The state now exercises total control over media and movement inside Zimbabwe. The last two disenting voices, SW Radio Africa and the Daily News have been forced to close. A recent headline in The Chronicle, a goverment mouthpiece, told its readers that Britain was following Zimbabwe's lead and demolishing up to 400,000 homes in a similar clean-up campaign.

Foreign reporters have been expelled and millions of pounds have been spent on strengthening the secret police force, the CIO, in order to infiltrate civil society and opposition groups. In this atmosphere of intimidation and misinformation many Zimbabweans have litlle idea of what is happening outside their immediate surroundings.

In the hospitals of Bulawayo there are no queues to speak of. But the reason is, people are dying before they can reach a city hospital, says consultant surgeon Dr Mike Cotton.

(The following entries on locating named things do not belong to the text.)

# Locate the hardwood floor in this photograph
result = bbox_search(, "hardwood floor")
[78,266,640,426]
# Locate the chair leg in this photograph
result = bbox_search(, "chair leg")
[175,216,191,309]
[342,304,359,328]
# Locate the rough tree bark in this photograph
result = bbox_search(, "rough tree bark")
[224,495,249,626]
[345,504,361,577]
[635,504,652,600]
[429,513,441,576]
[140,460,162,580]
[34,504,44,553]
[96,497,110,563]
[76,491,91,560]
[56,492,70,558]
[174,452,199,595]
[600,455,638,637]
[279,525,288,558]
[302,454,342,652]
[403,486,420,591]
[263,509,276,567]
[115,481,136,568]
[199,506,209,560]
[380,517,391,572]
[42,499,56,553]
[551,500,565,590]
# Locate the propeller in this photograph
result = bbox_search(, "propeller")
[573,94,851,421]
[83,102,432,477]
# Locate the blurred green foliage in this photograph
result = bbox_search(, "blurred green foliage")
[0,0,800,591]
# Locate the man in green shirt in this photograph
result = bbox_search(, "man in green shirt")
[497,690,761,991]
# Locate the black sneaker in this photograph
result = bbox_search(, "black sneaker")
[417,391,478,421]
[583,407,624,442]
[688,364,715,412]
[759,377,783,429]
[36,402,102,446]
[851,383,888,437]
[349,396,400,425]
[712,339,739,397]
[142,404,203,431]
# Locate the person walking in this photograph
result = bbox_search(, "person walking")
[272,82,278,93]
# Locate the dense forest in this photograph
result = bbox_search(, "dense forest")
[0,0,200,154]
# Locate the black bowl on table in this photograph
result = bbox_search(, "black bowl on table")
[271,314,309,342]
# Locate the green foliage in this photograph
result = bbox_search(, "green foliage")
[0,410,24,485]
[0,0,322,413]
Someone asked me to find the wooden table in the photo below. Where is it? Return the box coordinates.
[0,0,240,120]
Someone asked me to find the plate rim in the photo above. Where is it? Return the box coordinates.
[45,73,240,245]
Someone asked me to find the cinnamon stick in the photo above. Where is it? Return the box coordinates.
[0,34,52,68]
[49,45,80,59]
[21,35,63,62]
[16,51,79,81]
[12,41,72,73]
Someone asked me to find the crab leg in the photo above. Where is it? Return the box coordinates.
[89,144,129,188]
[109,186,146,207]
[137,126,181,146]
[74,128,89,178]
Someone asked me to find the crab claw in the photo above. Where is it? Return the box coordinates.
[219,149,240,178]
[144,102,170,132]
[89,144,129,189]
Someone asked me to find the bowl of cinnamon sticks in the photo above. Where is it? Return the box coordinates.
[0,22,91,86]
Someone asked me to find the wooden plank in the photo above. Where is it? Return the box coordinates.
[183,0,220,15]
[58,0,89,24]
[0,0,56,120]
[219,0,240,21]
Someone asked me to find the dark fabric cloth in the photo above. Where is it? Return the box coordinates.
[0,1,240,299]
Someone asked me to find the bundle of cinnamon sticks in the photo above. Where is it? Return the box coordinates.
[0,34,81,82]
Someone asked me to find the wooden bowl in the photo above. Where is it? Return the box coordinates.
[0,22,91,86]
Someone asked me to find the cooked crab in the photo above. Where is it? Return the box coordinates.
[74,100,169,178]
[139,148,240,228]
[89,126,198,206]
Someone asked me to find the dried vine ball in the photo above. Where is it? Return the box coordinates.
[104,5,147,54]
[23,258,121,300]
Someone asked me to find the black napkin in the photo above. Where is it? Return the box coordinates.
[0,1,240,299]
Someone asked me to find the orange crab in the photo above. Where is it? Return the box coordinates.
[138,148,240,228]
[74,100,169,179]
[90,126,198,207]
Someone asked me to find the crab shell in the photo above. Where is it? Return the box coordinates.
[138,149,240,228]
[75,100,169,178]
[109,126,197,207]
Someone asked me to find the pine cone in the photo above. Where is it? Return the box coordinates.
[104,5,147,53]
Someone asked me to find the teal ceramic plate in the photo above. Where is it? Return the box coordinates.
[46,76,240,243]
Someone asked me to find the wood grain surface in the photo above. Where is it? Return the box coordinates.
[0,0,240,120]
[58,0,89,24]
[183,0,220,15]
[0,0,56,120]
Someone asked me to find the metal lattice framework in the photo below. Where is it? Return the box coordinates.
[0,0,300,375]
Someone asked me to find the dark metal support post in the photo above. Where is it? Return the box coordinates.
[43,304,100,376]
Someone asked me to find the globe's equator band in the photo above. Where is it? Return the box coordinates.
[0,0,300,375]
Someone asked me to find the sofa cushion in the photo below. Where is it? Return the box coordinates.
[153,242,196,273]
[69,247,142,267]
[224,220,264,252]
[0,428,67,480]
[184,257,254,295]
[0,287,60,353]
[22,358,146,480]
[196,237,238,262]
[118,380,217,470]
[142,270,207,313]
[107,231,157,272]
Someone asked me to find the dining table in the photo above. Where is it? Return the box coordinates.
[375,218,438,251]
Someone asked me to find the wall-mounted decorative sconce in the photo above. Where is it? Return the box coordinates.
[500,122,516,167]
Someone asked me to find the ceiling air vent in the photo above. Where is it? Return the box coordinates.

"People have lost confidence in the health service. They don't believe it's worth the time and money to get to a hospital where there is little that can be done for them. They'd rather stay and die where they are," he said.

In antenatal clinics, HIV infection rates are running at 50%. Tests conducted in army barracks show infections rates in excess of 80%.

Zimbabwe is alone among the countries of southern Africa with negative population growth. Official figures out of the population at 12 million. A senior health official, speaking on condition of anonymity said the real figure could be as low as 9.5 million. Average life expectancy in Zimbabwe has plummeted to just 33.

In Brunapeg, Porrino says: "People ask me why they should bother to be tested for HIV. THey ask what I can do for them if they are infected. And I have to tell them the truth: 'Nothing'."

And the doctor has a question of his own: "Does anyone in the outside world know what's going on here? What are people waiting for?" - The Independent.